第9話


煉獄とのやり取りを済ませれば、お礼にとおはぎを差し出された。受け取るか迷ったが、一度は食べてみたいと思っていた藤ノ屋の商品ということで誘惑に負けた。食してみればとても美味しく素直に「うめぇな...」と口をついて出てしまう。
そのまま話の流れでご飯を一緒に食べようと誘われた。なんでだ?この2人が付き合っているなら、俺は邪魔者じゃねぇか。断ろうとするが
「名字先生は1人で食べているのが寂しいらしい。彼女のためにも協力してくれないだろうか」
煉獄の熱い眼差しと言葉を前にして、結局折れたのは俺だ。

迎えた当日、気が重いまま煉獄に連れられて図書準備室に着いたが、結論から言えば悪くなかった。進路相談をされて悩んでいた生徒に対する、いいアドバイスができそうな資料が手に入った事が収穫だった。
そして、普段は俺を見てオドオドするくせに、本の事になると途端にそれが払拭される名字先生の姿が印象に残った。生き生きとしており、本当にこの仕事が好きで誇りをもっているのだろう。一部の生徒から舐められているのは否めないが、仕事に対して真摯な姿勢は好感が持てる。
図書室をチラリと見れば、なるほど確かに雰囲気が変わったように思う。図書室なんて俺の着任後1、2度程しか訪れていなかったが、室内の雰囲気はこんなに明るかっただろうか。それまで彼女に対して抱いていたイメージが、がらりと変わった日だった。

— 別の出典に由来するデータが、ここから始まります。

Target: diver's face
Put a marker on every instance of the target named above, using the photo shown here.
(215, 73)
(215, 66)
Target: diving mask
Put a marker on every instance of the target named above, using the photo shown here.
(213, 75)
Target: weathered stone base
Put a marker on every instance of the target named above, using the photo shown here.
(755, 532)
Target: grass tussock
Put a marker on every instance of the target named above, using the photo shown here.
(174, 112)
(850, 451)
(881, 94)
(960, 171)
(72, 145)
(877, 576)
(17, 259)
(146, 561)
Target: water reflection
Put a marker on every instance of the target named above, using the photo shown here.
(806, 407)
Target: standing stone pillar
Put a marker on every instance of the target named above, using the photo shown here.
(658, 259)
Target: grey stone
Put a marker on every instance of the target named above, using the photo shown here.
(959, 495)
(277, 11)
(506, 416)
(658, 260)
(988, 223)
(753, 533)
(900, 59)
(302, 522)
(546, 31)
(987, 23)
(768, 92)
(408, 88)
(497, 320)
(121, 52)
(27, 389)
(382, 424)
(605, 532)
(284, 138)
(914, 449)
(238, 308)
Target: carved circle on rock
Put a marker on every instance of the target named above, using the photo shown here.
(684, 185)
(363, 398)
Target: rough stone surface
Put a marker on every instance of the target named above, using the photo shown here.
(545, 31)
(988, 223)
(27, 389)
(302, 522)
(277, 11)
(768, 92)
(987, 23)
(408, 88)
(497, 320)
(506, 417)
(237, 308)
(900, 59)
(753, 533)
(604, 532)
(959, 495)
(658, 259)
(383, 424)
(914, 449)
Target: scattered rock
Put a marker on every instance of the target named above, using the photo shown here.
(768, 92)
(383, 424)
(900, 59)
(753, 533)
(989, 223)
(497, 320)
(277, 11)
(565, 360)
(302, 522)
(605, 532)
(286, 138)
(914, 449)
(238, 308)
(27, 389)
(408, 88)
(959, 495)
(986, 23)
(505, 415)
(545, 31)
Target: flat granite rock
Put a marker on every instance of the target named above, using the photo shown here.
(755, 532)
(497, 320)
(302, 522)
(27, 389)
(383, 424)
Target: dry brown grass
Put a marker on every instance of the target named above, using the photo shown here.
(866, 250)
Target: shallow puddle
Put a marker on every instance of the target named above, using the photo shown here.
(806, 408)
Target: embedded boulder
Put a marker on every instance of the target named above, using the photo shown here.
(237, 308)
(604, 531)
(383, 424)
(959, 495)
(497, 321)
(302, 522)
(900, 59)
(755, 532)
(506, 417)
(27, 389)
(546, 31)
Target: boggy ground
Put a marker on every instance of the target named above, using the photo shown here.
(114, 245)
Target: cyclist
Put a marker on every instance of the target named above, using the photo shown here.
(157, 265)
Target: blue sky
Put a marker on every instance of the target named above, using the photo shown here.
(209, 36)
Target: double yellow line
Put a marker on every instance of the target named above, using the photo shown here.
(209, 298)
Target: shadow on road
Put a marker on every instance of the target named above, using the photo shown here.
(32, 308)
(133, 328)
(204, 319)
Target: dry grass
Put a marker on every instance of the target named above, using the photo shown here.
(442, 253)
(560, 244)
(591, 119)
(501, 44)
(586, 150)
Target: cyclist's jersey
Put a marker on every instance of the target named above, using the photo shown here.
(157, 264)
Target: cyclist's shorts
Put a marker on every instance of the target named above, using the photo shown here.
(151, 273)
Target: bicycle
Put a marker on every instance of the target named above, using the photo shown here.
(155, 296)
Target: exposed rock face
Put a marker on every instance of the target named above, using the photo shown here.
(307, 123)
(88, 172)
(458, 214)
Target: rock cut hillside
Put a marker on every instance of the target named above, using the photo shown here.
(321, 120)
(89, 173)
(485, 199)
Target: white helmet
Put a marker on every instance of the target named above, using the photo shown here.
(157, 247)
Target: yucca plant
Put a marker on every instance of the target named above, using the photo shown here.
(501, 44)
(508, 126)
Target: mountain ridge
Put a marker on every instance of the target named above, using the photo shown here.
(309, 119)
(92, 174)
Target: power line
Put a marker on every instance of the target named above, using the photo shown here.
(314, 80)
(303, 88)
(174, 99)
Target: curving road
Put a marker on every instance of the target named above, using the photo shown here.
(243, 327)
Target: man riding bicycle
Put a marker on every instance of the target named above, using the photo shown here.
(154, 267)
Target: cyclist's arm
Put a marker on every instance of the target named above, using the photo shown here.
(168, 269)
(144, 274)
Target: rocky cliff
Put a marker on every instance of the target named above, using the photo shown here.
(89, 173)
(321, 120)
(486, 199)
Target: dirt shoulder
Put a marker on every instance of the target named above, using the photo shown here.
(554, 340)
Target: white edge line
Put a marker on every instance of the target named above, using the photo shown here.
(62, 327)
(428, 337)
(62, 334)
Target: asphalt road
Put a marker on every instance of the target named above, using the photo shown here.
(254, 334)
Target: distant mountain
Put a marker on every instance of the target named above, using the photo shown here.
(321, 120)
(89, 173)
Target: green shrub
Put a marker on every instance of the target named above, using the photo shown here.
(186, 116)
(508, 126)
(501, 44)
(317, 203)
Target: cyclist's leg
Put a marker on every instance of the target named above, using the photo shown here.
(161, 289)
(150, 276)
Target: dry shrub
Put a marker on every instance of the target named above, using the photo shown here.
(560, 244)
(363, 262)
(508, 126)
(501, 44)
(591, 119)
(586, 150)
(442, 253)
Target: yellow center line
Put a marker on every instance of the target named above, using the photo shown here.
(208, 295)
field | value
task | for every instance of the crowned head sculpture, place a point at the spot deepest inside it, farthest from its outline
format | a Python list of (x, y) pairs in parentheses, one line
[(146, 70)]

その後も、煉獄の彼女ということで荷物を運んだりと困っていそうな事があれば気に掛けるようにはした。その度に好きな事になると目が輝き、心底嬉しそうに笑う姿に目が釘付けになった。

回を重ねるにしたがって自分に対する態度が和らぎ、以前よりも笑い話すようになってくれたのが、何故だか無性に嬉しかった。
もし、好きな対象にしか向かないその表情が、笑顔が、常に自分に向かえばどうなるんだろうか。最初はそんな小さな疑問だったと思う。
ある時、以前ほど苦手じゃない証拠といわんばかりに、自分のことをストレートに褒められたが、そういう事に慣れていないのもあって、あれはなかなかにキた。半ば告白のような事を無自覚に言ってるコイツを末恐ろしいとさえ思えたし、嬉しいと思う自分もいた。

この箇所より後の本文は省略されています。